Creo igualmente, y el poeta lo manifiesta hacia el final del poema, que un amor así sólo puede gestarse desde la confianza. Salinas la tilda de “alta”, porque si es una confianza pequeña, si alberga así sea una incipiente duda, lo más seguro es que sea demasiado frágil y no pueda sostener o mantener en el tiempo las vigas del amor. La confianza es el lubricante del amor genuino. Por ella es que la distancia puede sortearse o tocarse el negado cuerpo de la amada ausente. La alta confianza, además, es la clave para decir “lo nuestro”. El amor maduro, el amor que logra incorporar a otro, nos hace plurales, nos reivindica de “la primer condena de la vida”, como dice el mismo Salinas, en otro poema. Ya no estamos solos; nos sabemos dos, nos llamamos “pareja”. Al decir lo nuestro, alcanzamos el estadio superior del amor porque logramos trascender la limitada satisfacción de lo propio.

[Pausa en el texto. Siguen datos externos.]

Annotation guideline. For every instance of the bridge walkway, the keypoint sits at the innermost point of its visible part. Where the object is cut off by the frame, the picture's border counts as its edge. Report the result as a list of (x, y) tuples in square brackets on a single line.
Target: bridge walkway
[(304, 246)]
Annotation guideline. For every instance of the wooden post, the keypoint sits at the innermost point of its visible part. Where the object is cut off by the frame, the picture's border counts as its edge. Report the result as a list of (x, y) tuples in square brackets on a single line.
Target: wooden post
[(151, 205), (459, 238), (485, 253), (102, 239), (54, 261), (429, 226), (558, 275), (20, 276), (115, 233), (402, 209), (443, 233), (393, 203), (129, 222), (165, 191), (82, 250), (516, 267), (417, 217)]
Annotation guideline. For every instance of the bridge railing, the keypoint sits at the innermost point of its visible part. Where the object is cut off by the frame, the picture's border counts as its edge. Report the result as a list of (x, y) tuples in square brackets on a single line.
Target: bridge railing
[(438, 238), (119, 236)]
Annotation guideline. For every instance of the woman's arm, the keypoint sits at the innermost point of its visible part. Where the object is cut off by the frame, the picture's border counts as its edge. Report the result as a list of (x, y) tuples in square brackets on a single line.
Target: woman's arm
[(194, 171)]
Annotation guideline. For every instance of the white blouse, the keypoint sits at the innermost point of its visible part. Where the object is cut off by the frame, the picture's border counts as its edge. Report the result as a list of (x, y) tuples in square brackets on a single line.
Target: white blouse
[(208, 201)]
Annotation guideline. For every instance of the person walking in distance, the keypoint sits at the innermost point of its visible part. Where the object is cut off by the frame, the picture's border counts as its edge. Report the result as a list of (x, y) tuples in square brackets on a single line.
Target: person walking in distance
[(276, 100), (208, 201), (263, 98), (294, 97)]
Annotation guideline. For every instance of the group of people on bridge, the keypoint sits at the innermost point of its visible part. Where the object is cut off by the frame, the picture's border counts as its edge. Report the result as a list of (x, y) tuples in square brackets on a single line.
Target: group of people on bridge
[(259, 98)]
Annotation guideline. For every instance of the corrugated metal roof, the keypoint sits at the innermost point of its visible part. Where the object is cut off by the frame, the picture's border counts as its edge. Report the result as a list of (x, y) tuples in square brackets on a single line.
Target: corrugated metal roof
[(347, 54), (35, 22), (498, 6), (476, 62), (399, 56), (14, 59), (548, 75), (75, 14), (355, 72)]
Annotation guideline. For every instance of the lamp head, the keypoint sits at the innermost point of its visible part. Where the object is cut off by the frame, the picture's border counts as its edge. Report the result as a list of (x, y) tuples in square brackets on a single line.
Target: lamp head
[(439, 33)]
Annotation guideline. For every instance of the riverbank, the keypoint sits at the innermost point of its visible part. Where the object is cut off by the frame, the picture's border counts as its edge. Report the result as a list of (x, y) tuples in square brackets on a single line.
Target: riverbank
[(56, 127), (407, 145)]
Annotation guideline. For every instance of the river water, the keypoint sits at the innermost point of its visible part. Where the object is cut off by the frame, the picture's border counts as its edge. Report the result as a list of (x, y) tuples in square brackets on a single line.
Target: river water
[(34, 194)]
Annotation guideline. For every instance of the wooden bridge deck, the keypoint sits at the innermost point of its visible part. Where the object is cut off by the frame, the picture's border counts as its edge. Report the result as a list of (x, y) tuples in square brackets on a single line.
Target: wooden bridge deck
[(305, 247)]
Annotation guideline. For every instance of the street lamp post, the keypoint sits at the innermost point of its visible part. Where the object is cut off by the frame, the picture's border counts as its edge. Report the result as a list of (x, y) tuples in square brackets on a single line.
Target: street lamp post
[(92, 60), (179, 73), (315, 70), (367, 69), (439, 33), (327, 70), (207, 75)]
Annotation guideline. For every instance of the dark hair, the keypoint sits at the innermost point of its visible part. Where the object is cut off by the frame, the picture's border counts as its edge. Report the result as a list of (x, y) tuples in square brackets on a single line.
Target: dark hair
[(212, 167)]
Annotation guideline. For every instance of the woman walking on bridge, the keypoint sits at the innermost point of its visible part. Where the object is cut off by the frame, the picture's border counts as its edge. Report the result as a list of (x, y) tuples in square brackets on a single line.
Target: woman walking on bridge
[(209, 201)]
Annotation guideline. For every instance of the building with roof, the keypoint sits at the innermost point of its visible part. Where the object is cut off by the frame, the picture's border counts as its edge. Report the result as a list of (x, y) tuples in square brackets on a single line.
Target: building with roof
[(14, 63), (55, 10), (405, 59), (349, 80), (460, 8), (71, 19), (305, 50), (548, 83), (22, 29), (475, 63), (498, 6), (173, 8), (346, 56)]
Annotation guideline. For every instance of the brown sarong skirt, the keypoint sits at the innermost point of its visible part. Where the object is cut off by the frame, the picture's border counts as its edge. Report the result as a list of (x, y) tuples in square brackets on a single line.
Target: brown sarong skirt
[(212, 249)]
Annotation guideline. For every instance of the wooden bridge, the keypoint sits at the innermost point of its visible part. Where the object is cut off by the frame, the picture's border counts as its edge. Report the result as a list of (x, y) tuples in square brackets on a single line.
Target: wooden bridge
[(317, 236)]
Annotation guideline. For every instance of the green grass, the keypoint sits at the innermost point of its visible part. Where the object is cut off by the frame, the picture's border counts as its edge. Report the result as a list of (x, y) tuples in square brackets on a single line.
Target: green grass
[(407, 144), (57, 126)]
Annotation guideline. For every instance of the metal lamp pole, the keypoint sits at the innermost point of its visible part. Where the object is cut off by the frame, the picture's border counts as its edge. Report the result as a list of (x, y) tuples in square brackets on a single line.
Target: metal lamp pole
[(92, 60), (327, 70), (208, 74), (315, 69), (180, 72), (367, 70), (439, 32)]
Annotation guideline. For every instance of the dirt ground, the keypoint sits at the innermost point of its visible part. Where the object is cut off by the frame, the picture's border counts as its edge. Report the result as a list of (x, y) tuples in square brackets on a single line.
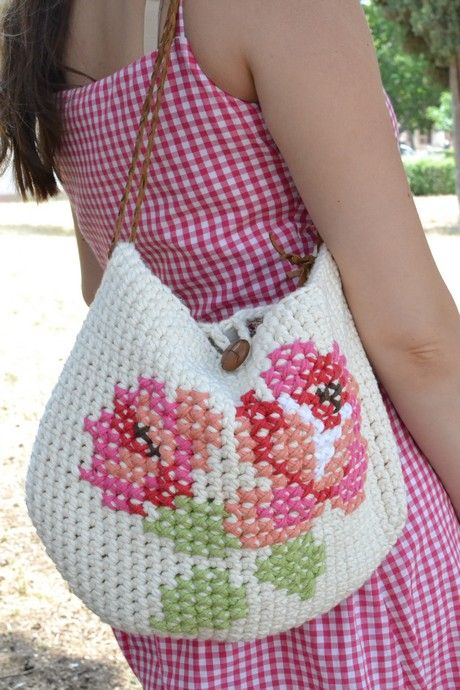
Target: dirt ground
[(48, 640)]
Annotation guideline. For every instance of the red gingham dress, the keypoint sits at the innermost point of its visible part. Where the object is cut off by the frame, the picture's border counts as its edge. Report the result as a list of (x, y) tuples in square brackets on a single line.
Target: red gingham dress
[(217, 185)]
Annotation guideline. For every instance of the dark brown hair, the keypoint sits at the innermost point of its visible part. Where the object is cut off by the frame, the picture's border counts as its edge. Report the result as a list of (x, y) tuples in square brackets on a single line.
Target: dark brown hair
[(33, 35)]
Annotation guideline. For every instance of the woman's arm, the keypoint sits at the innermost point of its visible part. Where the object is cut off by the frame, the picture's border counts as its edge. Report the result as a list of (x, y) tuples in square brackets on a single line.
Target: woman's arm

Las últimas líneas del poema, que pueden parecer enigmáticas, llaman la atención sobre la “no muerte”. Pareciera que la vida tuviera una cara y un envés. La cara, ya lo sabemos, es la fuerza vivificante del amor; el otro lado, por supuesto, es la muerte. Pero Salinas dice que al ser amados de esta manera, al lograr que alguien nos ame en la ausencia y la alta confianza, tendremos no un lado oscuro sino otra cara de luz a nuestra espalda. Que al ser dos, que al vivir esa doble vida del amor, a la muerte no le queda espacio para ejercer sus dominios. La imagen es magnífica: si el vivir vale la pena, si tiene algún sentido, es porque el amor —como se exalta en el Cantar de los Cantares— es más fuerte que la muerte, porque detrás de las sombras del olvido, está radiante la memoria de un otro que nos ama. 

(De mi libro Vivir de poesía. Poemas para iluminar nuestra existencia, Kimpres, Bogotá, 2012, pp. 65-69).